Generally speaking, Flash on the Mac is a huge resource hog, and, according to Apple, accounts for more crashes in Safari than any other plugin. Performance is sluggish, buggy, on the Mac.
The iPhone doesn’t even allow Flash. Why not? Flash in Safari could drain even more the iPhone’s already somewhat anemic battery life. That’s a solid technical reason, but there may be more going on.
Power Trips
Much of the struggle and friction that appears between Microsoft and Apple and Adobe has to do with power and control, especially so whenever their respective market circles collide.
Microsoft doesn’t want Adobe to control any more of the desktop experience than necessary, hence Silverlight competes, albeit lamely, with Flash and Shockwave.
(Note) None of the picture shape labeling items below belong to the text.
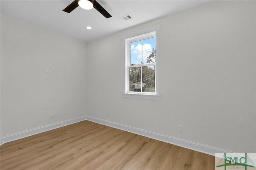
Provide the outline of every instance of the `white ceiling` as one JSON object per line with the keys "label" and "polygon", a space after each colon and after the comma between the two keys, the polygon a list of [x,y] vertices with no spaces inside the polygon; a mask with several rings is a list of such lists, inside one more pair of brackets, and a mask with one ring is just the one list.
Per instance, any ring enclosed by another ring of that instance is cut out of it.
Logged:
{"label": "white ceiling", "polygon": [[[209,2],[97,0],[112,16],[106,19],[94,8],[62,11],[73,1],[1,0],[1,12],[87,42]],[[132,19],[120,18],[128,14]],[[86,29],[88,26],[92,29]]]}

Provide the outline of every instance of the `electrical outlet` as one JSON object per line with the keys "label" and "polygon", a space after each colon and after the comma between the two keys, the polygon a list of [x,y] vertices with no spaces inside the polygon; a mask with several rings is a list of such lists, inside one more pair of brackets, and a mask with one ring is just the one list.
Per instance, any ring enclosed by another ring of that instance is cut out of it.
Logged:
{"label": "electrical outlet", "polygon": [[179,131],[182,132],[183,131],[183,126],[182,125],[179,126]]}

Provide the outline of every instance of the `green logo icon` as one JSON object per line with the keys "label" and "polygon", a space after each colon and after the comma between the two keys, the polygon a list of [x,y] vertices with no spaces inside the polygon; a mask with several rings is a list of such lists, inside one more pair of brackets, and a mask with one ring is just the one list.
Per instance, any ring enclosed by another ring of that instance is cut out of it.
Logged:
{"label": "green logo icon", "polygon": [[216,167],[224,166],[225,170],[226,170],[226,167],[228,166],[244,166],[245,168],[245,170],[247,170],[248,166],[255,168],[253,162],[247,153],[244,153],[244,156],[238,156],[233,157],[227,156],[227,153],[224,153]]}

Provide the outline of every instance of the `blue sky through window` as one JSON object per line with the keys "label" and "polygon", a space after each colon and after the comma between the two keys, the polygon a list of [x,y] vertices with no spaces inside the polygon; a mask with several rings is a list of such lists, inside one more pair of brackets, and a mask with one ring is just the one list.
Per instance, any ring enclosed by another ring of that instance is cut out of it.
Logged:
{"label": "blue sky through window", "polygon": [[130,64],[147,63],[147,57],[156,49],[156,38],[133,42],[130,43]]}

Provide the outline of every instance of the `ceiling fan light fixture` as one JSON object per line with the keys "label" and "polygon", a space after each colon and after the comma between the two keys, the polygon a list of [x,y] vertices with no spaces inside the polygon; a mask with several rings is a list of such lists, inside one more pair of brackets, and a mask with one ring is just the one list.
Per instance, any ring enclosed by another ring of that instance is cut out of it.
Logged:
{"label": "ceiling fan light fixture", "polygon": [[93,8],[93,4],[88,0],[79,0],[78,5],[82,8],[85,10],[90,10]]}

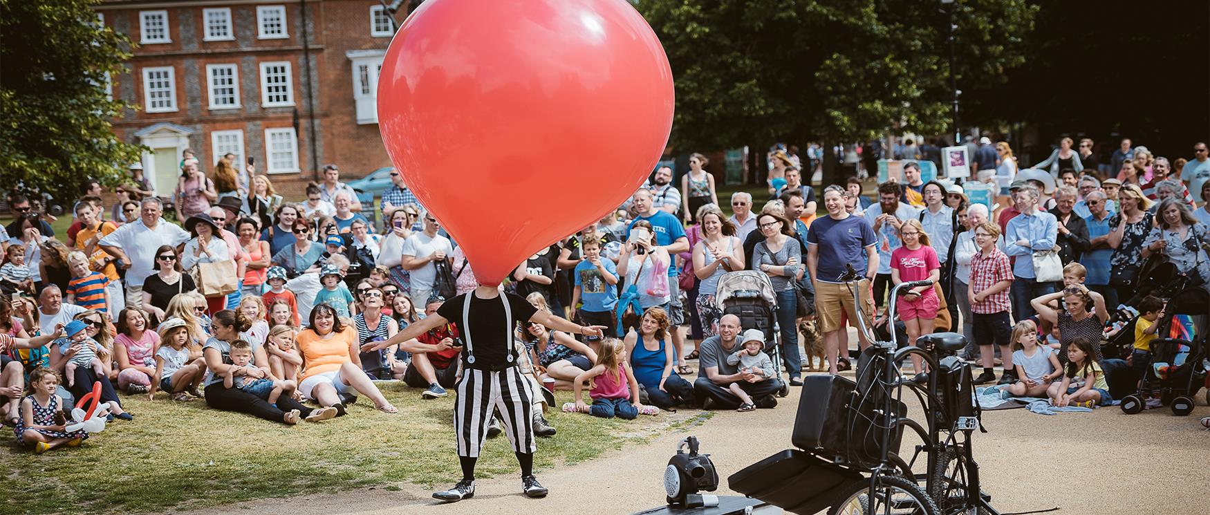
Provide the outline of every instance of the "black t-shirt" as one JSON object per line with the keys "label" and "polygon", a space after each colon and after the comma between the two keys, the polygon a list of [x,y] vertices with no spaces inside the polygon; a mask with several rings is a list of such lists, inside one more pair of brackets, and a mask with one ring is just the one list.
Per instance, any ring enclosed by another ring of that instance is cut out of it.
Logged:
{"label": "black t-shirt", "polygon": [[[552,253],[547,253],[547,254],[552,254]],[[532,294],[532,293],[537,291],[537,293],[542,294],[542,297],[546,299],[546,303],[551,305],[551,294],[554,291],[554,283],[553,283],[553,280],[554,280],[554,267],[551,265],[551,260],[546,259],[544,255],[541,255],[541,256],[537,256],[537,258],[530,258],[530,259],[525,260],[525,271],[529,272],[532,276],[546,276],[546,277],[549,277],[551,280],[552,280],[552,283],[551,284],[538,284],[538,283],[529,280],[529,279],[520,280],[520,282],[517,283],[517,295],[520,295],[522,299],[525,299],[525,297],[529,296],[529,294]]]}
{"label": "black t-shirt", "polygon": [[143,279],[143,291],[151,294],[151,306],[160,309],[168,308],[168,301],[180,293],[194,291],[194,278],[188,273],[182,273],[180,279],[172,284],[165,284],[159,273],[152,273]]}
{"label": "black t-shirt", "polygon": [[[478,370],[505,370],[514,366],[515,360],[509,363],[506,359],[513,343],[514,328],[505,326],[505,303],[499,297],[479,299],[473,296],[474,291],[469,291],[445,301],[442,307],[437,308],[437,314],[461,328],[462,303],[467,295],[472,295],[471,313],[467,316],[472,341],[471,352],[462,353],[462,365]],[[505,295],[512,308],[514,326],[537,313],[537,308],[526,302],[524,297],[506,293],[501,293],[501,295]],[[467,357],[471,354],[474,355],[473,364],[467,361]]]}

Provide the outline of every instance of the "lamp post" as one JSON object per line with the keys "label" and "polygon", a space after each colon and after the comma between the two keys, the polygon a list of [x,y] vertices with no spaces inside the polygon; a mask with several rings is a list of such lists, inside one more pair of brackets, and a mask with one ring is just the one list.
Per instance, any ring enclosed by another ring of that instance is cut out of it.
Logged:
{"label": "lamp post", "polygon": [[962,91],[958,89],[958,79],[953,73],[953,29],[957,28],[957,25],[953,24],[953,10],[956,7],[953,2],[955,0],[941,0],[941,5],[946,6],[946,12],[950,16],[950,30],[946,36],[950,45],[950,92],[952,94],[950,132],[953,133],[953,144],[960,145],[962,143],[962,134],[958,133],[958,96],[962,94]]}

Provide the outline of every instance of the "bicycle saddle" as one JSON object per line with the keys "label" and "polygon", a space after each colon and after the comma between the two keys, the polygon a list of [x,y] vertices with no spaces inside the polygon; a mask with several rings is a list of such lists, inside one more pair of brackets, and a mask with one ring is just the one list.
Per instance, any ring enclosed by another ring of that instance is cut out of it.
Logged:
{"label": "bicycle saddle", "polygon": [[916,345],[926,349],[957,352],[967,346],[967,337],[957,332],[934,332],[916,338]]}

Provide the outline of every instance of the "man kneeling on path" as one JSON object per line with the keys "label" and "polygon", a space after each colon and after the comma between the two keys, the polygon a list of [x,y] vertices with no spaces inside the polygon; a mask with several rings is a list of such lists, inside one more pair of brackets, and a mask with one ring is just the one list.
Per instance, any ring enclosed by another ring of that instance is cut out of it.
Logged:
{"label": "man kneeling on path", "polygon": [[[432,317],[445,301],[433,297],[425,305],[425,317]],[[416,341],[431,347],[430,351],[413,352],[411,363],[403,372],[403,382],[413,388],[427,388],[420,397],[436,399],[445,397],[445,388],[454,388],[457,378],[457,355],[462,347],[457,345],[457,326],[454,323],[438,325],[420,336]]]}
{"label": "man kneeling on path", "polygon": [[741,372],[739,364],[727,364],[727,357],[741,351],[742,346],[736,337],[739,335],[739,317],[724,314],[719,319],[719,334],[705,338],[698,347],[698,371],[697,381],[693,381],[693,390],[699,399],[705,399],[707,410],[734,410],[741,406],[742,400],[728,388],[732,383],[738,383],[753,399],[756,407],[777,406],[777,398],[773,397],[782,389],[779,377],[765,377],[751,371]]}

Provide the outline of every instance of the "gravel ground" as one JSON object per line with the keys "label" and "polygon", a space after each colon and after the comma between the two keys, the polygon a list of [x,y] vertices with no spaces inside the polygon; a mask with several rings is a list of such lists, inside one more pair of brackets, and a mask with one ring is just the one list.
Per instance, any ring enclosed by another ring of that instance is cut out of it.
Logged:
{"label": "gravel ground", "polygon": [[[1003,513],[1060,508],[1067,514],[1210,514],[1210,432],[1198,423],[1210,416],[1210,407],[1203,403],[1204,394],[1186,417],[1175,417],[1168,409],[1128,416],[1112,406],[1056,416],[1024,409],[989,411],[984,424],[990,433],[974,438],[984,490]],[[789,447],[796,405],[795,390],[773,410],[716,412],[699,426],[678,428],[644,445],[574,467],[540,470],[540,480],[551,488],[544,499],[525,498],[515,476],[500,476],[478,481],[473,499],[445,505],[437,504],[430,491],[403,484],[191,513],[629,514],[663,504],[663,468],[685,435],[702,441],[702,451],[711,455],[726,478]],[[682,410],[670,417],[685,419],[692,413]],[[453,456],[450,463],[456,467]],[[724,480],[718,493],[734,492]]]}

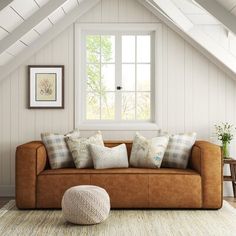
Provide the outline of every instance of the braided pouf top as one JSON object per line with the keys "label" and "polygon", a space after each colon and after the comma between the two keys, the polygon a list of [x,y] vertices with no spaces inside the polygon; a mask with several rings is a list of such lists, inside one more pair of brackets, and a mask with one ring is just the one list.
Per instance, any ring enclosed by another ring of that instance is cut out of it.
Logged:
{"label": "braided pouf top", "polygon": [[65,219],[74,224],[98,224],[110,212],[110,198],[105,189],[93,185],[69,188],[62,198]]}

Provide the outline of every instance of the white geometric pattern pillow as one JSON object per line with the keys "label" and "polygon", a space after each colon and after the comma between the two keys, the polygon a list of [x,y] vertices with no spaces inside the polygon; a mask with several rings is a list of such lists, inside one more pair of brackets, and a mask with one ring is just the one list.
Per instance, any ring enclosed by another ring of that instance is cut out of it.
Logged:
{"label": "white geometric pattern pillow", "polygon": [[130,164],[133,167],[160,168],[168,141],[167,136],[147,139],[136,133],[130,155]]}
{"label": "white geometric pattern pillow", "polygon": [[93,159],[89,151],[90,144],[96,144],[104,147],[102,134],[98,131],[89,138],[66,138],[67,145],[72,154],[76,168],[92,168]]}
{"label": "white geometric pattern pillow", "polygon": [[90,153],[95,169],[128,168],[128,154],[125,144],[113,148],[90,144]]}
{"label": "white geometric pattern pillow", "polygon": [[71,153],[67,147],[65,138],[66,137],[78,138],[79,135],[80,133],[78,129],[65,135],[53,134],[53,133],[41,134],[41,139],[46,147],[49,164],[52,169],[75,166]]}
{"label": "white geometric pattern pillow", "polygon": [[196,133],[171,135],[161,167],[186,169]]}

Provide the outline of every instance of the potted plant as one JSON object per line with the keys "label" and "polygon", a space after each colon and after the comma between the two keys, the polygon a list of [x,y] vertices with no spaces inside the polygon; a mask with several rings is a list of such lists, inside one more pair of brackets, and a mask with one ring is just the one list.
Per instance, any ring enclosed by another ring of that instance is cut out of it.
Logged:
{"label": "potted plant", "polygon": [[234,137],[234,126],[226,123],[221,123],[220,125],[215,125],[216,135],[219,141],[222,143],[222,155],[223,158],[229,158],[229,144]]}

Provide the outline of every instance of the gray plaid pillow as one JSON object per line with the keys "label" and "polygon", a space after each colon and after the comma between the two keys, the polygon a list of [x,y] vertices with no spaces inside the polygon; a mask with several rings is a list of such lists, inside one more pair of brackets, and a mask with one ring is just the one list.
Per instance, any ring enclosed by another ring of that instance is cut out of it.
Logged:
{"label": "gray plaid pillow", "polygon": [[187,168],[195,141],[196,133],[171,135],[161,167]]}
{"label": "gray plaid pillow", "polygon": [[74,161],[65,142],[66,137],[78,138],[79,130],[74,130],[68,134],[42,133],[41,138],[46,147],[49,163],[52,169],[64,167],[74,167]]}

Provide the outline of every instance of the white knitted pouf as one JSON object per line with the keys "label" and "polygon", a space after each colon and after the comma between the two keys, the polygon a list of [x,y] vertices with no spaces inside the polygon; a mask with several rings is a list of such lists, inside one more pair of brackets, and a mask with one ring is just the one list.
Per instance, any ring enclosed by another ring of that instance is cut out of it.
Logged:
{"label": "white knitted pouf", "polygon": [[93,185],[69,188],[62,198],[65,219],[74,224],[98,224],[107,219],[110,198],[105,189]]}

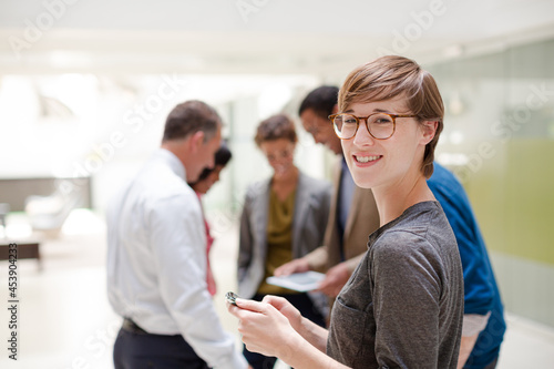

Apple needs to uproot Microsoft’s dominion as owner of 90-percent of the world’s desktop and notebook OS market, therefore adopts and supports web standards which Microsoft ignores.
Adobe doesn’t want to be dictated to by Microsoft or Apple, therefore creates their own rich media environment for both the desktop and the web (Adobe’s installers suck like water from the Hudson).
Think of Microsoft, Apple, and Adobe as large tectonic plates which touch and build up pressure from time to time, occasionally interrupting the natural growth of the others.
Pitching a Shutout
Apple won’t allow Flash (or, Silverlight) on the iPhone unless both can be controlled and managed. The iPhone’s sales are so hot and Apple is on such a roll that the Cupertino company doesn’t need either Microsoft or Adobe products on the iPhone to make it successful.
When the time comes for either competitor to make an iPhone application or utility appearance on the iPhone, Apple will be in control, but the impact of either on the iPhone’s market place will be nominal; just the way Apple wants it.
Apple is in the process of creating a highly controlled market for portable device applications, utilities, games, and I expect they will expand that universe to include Mac applications, too.
That will make it all the more difficult for Microsoft and Adobe to control much of, or even compete head-to-head with Apple’s growing Mac, iPhone, iPod touch ecosystem.